Pin Format Description
"iris" CSV Classic iris dataset
"diamonds" Parquet Diamonds pricing dataset
"penguins" Parquet Palmer penguins dataset
"batting" Parquet Baseball batting statistics
"lending-club" Parquet Lending Club loan data
"bank-marketing" CSV Bank marketing dataset
"hn-fetcher-input-small.parquet" Parquet HackerNews sample data
"hn_tfidf_fitted_model" Binary Pre-trained TF-IDF model
"hn_sentiment_reg" Binary Pre-trained XGBoost sentiment model
"hackernews_lib" Python module HackerNews pipeline code (versioned)
"diamonds-model" JSON XGBoost model for predicting diamond price

Common patterns

Loading datasets

The preferred way to load example datasets is xo.examples.<name>.fetch():

import xorq.api as xo

# Fetch with default backend
t = xo.examples.diamonds.fetch()

# Fetch with a specific backend
con = xo.connect()
t = xo.examples.diamonds.fetch(backend=con)

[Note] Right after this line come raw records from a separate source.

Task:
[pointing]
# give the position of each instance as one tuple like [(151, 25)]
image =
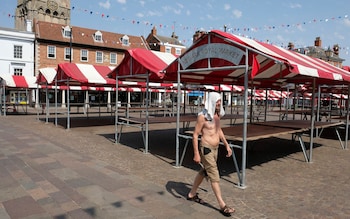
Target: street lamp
[(70, 45)]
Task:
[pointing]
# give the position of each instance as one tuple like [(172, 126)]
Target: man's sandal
[(195, 199), (227, 211)]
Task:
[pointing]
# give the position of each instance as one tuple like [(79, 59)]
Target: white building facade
[(17, 58)]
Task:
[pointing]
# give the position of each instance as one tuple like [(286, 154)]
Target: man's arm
[(196, 133), (223, 140)]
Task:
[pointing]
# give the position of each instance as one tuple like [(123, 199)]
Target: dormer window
[(98, 36), (125, 40), (67, 32)]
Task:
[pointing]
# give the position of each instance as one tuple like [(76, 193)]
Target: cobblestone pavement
[(47, 171)]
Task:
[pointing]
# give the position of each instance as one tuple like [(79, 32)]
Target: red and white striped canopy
[(84, 74), (268, 65), (224, 87), (141, 62), (17, 81)]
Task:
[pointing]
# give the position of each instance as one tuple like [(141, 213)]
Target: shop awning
[(16, 81), (142, 62), (84, 74), (267, 64)]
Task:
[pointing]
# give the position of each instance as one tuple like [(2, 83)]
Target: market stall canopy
[(138, 63), (84, 74), (16, 81), (216, 54)]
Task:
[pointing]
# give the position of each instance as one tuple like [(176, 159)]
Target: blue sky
[(278, 22)]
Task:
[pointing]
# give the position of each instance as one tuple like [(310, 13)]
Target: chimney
[(154, 31), (336, 49), (290, 46), (174, 36), (197, 35), (318, 42)]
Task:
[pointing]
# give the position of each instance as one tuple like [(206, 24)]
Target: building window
[(113, 58), (67, 55), (67, 32), (99, 57), (84, 55), (51, 52), (17, 52), (98, 36), (125, 40), (17, 71), (168, 49), (177, 51)]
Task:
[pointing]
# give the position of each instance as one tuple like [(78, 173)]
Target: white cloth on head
[(210, 105)]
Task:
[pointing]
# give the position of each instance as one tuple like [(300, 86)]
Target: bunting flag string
[(243, 31)]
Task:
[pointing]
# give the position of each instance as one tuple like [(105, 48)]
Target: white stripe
[(91, 74), (167, 58)]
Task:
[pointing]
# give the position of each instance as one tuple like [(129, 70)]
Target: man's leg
[(217, 191), (197, 181)]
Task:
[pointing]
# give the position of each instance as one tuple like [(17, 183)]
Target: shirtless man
[(208, 126)]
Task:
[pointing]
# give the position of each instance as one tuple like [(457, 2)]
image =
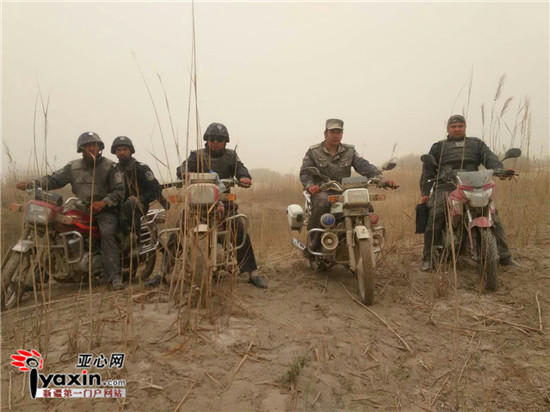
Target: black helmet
[(216, 129), (122, 141), (88, 137)]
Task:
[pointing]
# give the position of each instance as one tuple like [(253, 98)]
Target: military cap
[(456, 118), (334, 124)]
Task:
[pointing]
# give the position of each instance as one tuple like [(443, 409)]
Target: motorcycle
[(209, 229), (56, 244), (351, 233), (470, 211)]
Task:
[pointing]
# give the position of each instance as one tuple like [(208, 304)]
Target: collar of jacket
[(129, 165), (89, 163), (214, 153)]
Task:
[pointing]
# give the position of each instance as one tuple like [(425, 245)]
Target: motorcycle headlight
[(36, 213), (356, 197), (328, 220)]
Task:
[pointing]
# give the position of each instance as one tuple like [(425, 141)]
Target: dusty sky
[(272, 72)]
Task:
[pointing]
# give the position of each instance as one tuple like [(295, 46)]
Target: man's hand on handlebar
[(390, 184), (313, 189), (245, 182), (22, 185)]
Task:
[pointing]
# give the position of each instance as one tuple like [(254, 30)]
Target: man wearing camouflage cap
[(96, 181), (141, 186), (334, 160), (453, 153)]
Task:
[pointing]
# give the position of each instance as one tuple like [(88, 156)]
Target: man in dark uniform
[(225, 162), (456, 152), (141, 186), (334, 160), (108, 193)]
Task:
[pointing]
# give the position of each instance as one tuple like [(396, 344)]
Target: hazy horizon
[(271, 72)]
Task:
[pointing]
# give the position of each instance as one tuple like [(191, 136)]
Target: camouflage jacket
[(108, 185), (140, 182), (335, 167), (456, 154), (225, 163)]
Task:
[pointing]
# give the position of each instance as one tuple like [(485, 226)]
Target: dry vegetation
[(304, 344)]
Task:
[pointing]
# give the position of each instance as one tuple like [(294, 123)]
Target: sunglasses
[(219, 139)]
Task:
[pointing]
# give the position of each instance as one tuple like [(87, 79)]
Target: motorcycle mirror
[(512, 153), (428, 160), (389, 165)]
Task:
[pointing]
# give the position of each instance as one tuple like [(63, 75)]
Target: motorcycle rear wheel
[(488, 259), (365, 270), (13, 279)]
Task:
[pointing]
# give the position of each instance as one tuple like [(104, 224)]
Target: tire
[(488, 259), (14, 272), (365, 270)]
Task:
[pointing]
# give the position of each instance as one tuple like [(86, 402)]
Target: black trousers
[(437, 218), (107, 221)]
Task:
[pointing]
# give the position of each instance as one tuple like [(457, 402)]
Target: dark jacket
[(225, 163), (107, 182)]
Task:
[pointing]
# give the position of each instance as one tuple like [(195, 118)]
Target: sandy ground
[(304, 344)]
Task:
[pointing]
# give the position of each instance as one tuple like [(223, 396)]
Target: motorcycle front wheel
[(488, 259), (366, 266), (14, 272)]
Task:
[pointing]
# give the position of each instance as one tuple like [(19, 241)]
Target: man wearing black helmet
[(455, 152), (98, 182), (217, 158), (141, 186)]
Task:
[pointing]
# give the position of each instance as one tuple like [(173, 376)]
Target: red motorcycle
[(60, 242), (471, 212)]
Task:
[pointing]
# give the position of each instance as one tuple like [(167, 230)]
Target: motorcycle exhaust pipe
[(329, 241)]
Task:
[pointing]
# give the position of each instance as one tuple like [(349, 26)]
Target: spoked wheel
[(366, 266), (14, 272), (488, 259)]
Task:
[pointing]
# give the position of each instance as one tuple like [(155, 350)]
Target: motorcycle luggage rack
[(74, 235)]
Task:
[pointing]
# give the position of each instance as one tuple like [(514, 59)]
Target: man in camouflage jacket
[(215, 157), (456, 152), (334, 160)]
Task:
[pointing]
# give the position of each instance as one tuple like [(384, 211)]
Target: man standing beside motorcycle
[(141, 186), (456, 152), (96, 181), (215, 157), (334, 160)]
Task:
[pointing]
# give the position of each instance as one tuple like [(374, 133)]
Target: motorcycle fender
[(23, 246), (481, 221), (361, 232)]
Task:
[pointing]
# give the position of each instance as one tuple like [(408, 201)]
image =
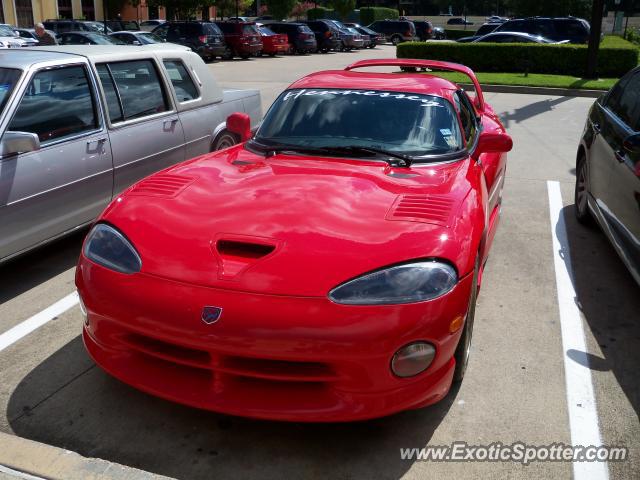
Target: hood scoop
[(236, 254), (162, 185), (435, 209)]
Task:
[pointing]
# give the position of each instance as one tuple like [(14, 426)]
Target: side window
[(58, 103), (624, 101), (181, 80), (110, 93), (467, 116), (138, 89)]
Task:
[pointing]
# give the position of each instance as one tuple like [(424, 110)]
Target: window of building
[(24, 13), (65, 9), (88, 10)]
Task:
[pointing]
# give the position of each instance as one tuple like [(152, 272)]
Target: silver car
[(78, 125)]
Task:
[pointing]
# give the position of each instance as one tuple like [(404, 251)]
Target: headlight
[(408, 283), (108, 247)]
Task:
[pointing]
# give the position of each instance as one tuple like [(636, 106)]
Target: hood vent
[(434, 209), (162, 185), (237, 254)]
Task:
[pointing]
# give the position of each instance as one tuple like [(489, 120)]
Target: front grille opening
[(168, 351)]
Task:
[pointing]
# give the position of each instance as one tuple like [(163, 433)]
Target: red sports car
[(325, 269)]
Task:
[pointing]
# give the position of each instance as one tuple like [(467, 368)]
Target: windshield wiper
[(392, 158)]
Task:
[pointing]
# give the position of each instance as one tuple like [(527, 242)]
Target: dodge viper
[(325, 268)]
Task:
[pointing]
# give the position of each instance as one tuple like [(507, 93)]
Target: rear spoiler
[(435, 64)]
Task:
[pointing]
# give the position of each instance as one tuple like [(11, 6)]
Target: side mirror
[(492, 142), (19, 142), (632, 143), (240, 124)]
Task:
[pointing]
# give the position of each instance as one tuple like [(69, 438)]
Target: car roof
[(408, 82)]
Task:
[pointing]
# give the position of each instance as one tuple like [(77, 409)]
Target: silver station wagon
[(80, 124)]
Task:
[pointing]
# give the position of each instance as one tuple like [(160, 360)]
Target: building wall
[(44, 9)]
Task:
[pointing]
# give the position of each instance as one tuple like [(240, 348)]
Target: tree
[(281, 9), (343, 7), (227, 8)]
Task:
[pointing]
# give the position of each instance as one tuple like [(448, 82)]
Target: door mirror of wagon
[(632, 143), (18, 142), (492, 142), (240, 124)]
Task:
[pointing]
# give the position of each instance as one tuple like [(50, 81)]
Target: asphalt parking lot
[(515, 389)]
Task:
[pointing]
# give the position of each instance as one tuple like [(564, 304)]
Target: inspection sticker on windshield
[(426, 102)]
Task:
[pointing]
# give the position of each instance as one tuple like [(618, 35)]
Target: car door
[(607, 135), (145, 130), (69, 180), (624, 182)]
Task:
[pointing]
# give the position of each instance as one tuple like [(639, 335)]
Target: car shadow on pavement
[(530, 110), (97, 416), (34, 268), (608, 297)]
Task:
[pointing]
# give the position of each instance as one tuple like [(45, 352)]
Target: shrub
[(517, 57), (369, 15)]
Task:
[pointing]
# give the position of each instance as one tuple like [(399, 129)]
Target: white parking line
[(581, 402), (25, 328)]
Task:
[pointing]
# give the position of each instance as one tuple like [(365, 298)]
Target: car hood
[(290, 225)]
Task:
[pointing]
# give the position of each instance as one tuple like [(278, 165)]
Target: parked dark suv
[(301, 37), (608, 169), (243, 38), (395, 31), (576, 30), (204, 38), (327, 35), (424, 30)]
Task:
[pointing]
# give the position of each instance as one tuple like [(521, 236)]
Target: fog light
[(412, 359)]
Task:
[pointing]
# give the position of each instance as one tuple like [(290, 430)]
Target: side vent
[(435, 209), (163, 185)]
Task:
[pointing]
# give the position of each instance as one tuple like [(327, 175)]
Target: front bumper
[(272, 357)]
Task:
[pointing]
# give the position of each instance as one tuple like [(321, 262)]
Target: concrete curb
[(50, 462), (559, 92)]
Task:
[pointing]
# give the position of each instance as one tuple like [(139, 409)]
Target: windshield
[(409, 124), (150, 38), (6, 31), (8, 79)]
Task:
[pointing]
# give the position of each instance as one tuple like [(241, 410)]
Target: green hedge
[(517, 57), (454, 34), (369, 15)]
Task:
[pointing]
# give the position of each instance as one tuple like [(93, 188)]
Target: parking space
[(515, 389)]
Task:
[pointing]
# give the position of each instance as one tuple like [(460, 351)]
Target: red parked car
[(273, 43), (242, 38), (325, 269)]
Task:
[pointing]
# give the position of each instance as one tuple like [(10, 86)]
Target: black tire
[(581, 193), (464, 345), (225, 139)]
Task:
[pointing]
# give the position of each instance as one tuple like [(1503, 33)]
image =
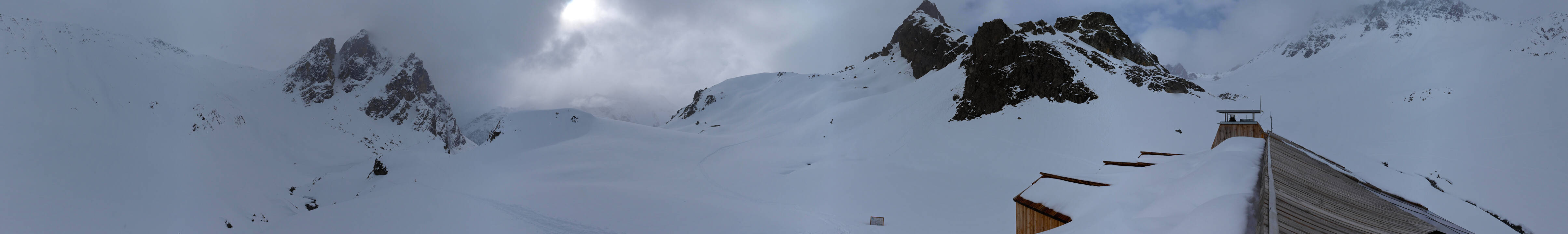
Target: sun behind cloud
[(581, 12)]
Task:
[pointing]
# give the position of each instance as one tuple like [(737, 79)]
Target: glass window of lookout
[(1230, 115)]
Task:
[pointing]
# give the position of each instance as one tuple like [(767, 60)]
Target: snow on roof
[(1203, 192)]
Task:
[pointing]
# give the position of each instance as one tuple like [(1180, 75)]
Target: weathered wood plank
[(1128, 164), (1070, 180), (1147, 153), (1314, 199)]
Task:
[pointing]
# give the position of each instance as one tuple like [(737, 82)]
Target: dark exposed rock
[(378, 169), (924, 42), (1036, 27), (1159, 81), (410, 97), (358, 62), (1308, 46), (1100, 31), (1004, 70), (311, 206), (313, 74), (691, 109), (1180, 71)]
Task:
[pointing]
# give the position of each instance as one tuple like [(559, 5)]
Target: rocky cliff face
[(1101, 32), (697, 106), (411, 98), (926, 42), (405, 98), (313, 74), (360, 62), (1006, 70)]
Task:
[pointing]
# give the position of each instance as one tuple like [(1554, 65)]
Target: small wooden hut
[(1238, 128)]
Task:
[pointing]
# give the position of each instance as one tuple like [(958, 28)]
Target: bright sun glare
[(581, 12)]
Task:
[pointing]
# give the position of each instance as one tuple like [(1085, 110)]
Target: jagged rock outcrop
[(487, 128), (410, 97), (313, 74), (1159, 81), (692, 109), (358, 62), (1180, 71), (1006, 70), (1100, 31), (926, 42)]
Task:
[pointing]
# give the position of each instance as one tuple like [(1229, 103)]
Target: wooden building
[(1238, 128), (1297, 192)]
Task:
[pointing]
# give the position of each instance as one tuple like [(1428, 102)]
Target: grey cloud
[(648, 57)]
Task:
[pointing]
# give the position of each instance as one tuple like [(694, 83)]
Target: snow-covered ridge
[(1391, 18), (1006, 67), (926, 42)]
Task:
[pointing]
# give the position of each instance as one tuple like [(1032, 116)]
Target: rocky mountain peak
[(930, 10), (1004, 68), (313, 74), (358, 62), (926, 42), (411, 98), (1101, 32)]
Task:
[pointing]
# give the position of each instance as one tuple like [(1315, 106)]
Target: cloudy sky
[(645, 59)]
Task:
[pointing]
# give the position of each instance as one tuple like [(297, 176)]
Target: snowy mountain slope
[(766, 153), (819, 153), (1471, 101), (118, 134), (799, 153)]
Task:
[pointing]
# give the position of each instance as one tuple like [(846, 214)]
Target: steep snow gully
[(935, 133)]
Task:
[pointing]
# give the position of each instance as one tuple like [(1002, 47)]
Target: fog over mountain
[(761, 115)]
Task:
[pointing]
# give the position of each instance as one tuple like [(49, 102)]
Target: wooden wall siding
[(1031, 222), (1227, 131), (1314, 199)]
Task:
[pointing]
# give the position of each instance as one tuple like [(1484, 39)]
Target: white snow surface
[(777, 153)]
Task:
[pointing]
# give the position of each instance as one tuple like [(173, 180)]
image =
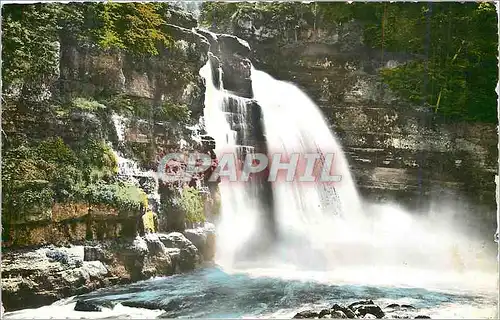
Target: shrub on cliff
[(192, 205), (454, 45)]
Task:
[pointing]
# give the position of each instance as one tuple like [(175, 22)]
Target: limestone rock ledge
[(33, 278)]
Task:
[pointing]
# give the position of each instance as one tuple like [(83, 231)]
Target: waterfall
[(293, 124), (129, 170)]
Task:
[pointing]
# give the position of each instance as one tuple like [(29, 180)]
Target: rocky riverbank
[(36, 277), (365, 309)]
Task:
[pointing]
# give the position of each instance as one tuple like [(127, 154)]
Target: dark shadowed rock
[(337, 314), (323, 313), (308, 314), (407, 307), (233, 45), (87, 306), (346, 311)]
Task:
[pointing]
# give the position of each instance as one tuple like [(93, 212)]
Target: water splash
[(351, 238)]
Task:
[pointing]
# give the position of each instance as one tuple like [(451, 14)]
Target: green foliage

This calls xo.options.pins.get_path("diamonds") under the hood, reads the file with the appropriate method based on format, and returns a table expression.

Loading ML models

Pre-trained models are pinned as binary artifacts and loaded by path:

import pathlib

TFIDF_MODEL_PATH = pathlib.Path(
    xo.options.pins.get_path("hn_tfidf_fitted_model")
)
XGB_MODEL_PATH = pathlib.Path(
    xo.options.pins.get_path("hn_sentiment_reg")
)

Loading versioned code modules

Python modules can be pinned and loaded with a specific version, ensuring pipeline reproducibility:

from xorq.common.utils.import_utils import import_python

m = import_python(
    xo.options.pins.get_path("hackernews_lib", version="20250820T111457Z-1d66a")
)
# m is now a module with functions defined in the pinned file

# Everything the pinned module brought into the namespace:
print([name for name in dir(m) if not name.startswith("_")])
['Path', 'base_api_url', 'curry', 'do_hackernews_fetcher_udxf', 'functools', 'get_hackernews_item', 'get_hackernews_maxitem', 'get_hackernews_stories', 'get_hackernews_stories_batch', 'get_json', 'json', 'pd', 'requests', 'schema_in', 'schema_out', 'simple_disk_cache', 'toolz', 'xo']

Caching behavior

The pins library caches downloads automatically in a platform-specific cache directory (typically ~/.cache/pins/ on Linux). The cache_timeout: 0 setting in Xorq’s default configuration means the library always checks if the remote version has changed, but serves from cache if it hasn’t.